Privatização dos lucros e socialização dos prejuízos
A verdade é que desde que assumiu a distribuição de energia a ENEL vem batendo recordes de lucros e seus acionistas podem viver tranquilamente sem a preocupação de passar uma noite sem energia ou ver a comida estragar na geladeira desligada, como ocorreu com milhares de pessoas nesta última semana.
Desde que assumiu o controle da empresa o lucro anual cresceu 80% e chegou a R$1,4 bilhão, em 2022. Nos nove primeiros meses de 2023, o lucro já passa de R$1,1 bilhão e é 28,1% maior do que no ano passado.

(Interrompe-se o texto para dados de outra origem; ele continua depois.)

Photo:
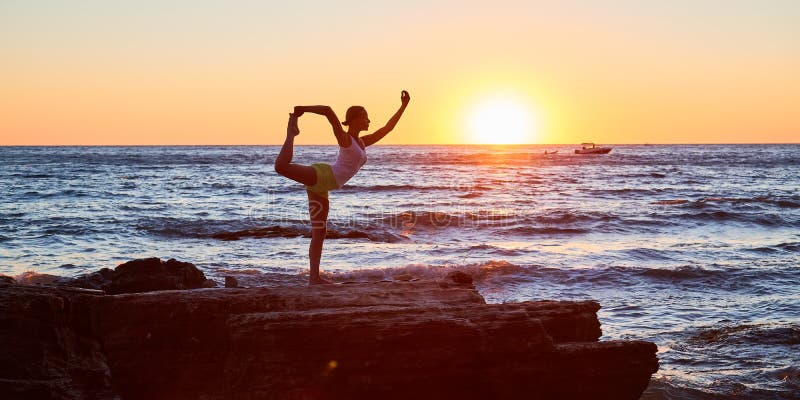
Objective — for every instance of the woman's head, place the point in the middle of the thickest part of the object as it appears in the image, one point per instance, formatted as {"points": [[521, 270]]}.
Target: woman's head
{"points": [[356, 118]]}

Mas como a empresa é privatizada, para o povo sobra o outro lado da moeda: tarifas altas, péssimo serviço prestado e diminuição no número de empregados. A quantidade total de trabalhadores da empresa é praticamente o mesmo desde 2019 (6,7 mil), mas a quantidade de trabalhadores diretos caiu 30,6% e, hoje, a maioria é formada por terceirizados – 2,4 mil contra 4,3 mil, respectivamente.
Privatizar é destruir o patrimônio público
A terceirização reduz os custos de operação da empresa ao diminuir os salários e os direitos trabalhistas e a responsabilidade da empresa contratante, que passa a culpar a empresa terceirizada pelos problemas.
É assim nos péssimos serviços de telefonia, eletricidade e em outros serviços públicos; mas também em empresas privadas como as vinícolas gaúchas Aurora, Garibaldi e Salton pegas com trabalho escravo na linha de produção e que tentaram responsabilizar as empresas terceirizadas para se livrar das punições.
Já a privatização é o primeiro passo para a entrega total das riquezas do povo brasileiro e para a piora dos serviços. A Vale do Rio Doce, privatizada na década de 90, se transformou na empresa responsável pela morte de centenas de pessoas e pelo maior crime ambiental da história brasileira. A ViaMobilidade vem destruindo a malha ferroviária de São Paulo e gerando caos no transporte público da maior cidade do país.
Esse é um dos motivos pelo qual os paulistas têm se mobilizado contra a privatização da SABESP, CPTM e do Metrô e que levou a uma grande greve com 100% de adesão dos funcionários no dia 03/10. Mas o governador fascista Tarcísio de Freitas (Republicanos) vem fazendo de tudo para desrespeitar a vontade do povo de São Paulo.
O sofrimento de centenas de milhares de famílias que ficaram quase uma semana sem poder tomar um banho quente ou usar equipamentos médicos por falta de energia deve tocar a toda a classe trabalhadora na luta pela reestatização das empresas públicas, contra a privatização da água e pela defesa de que a vida esteja acima do lucro.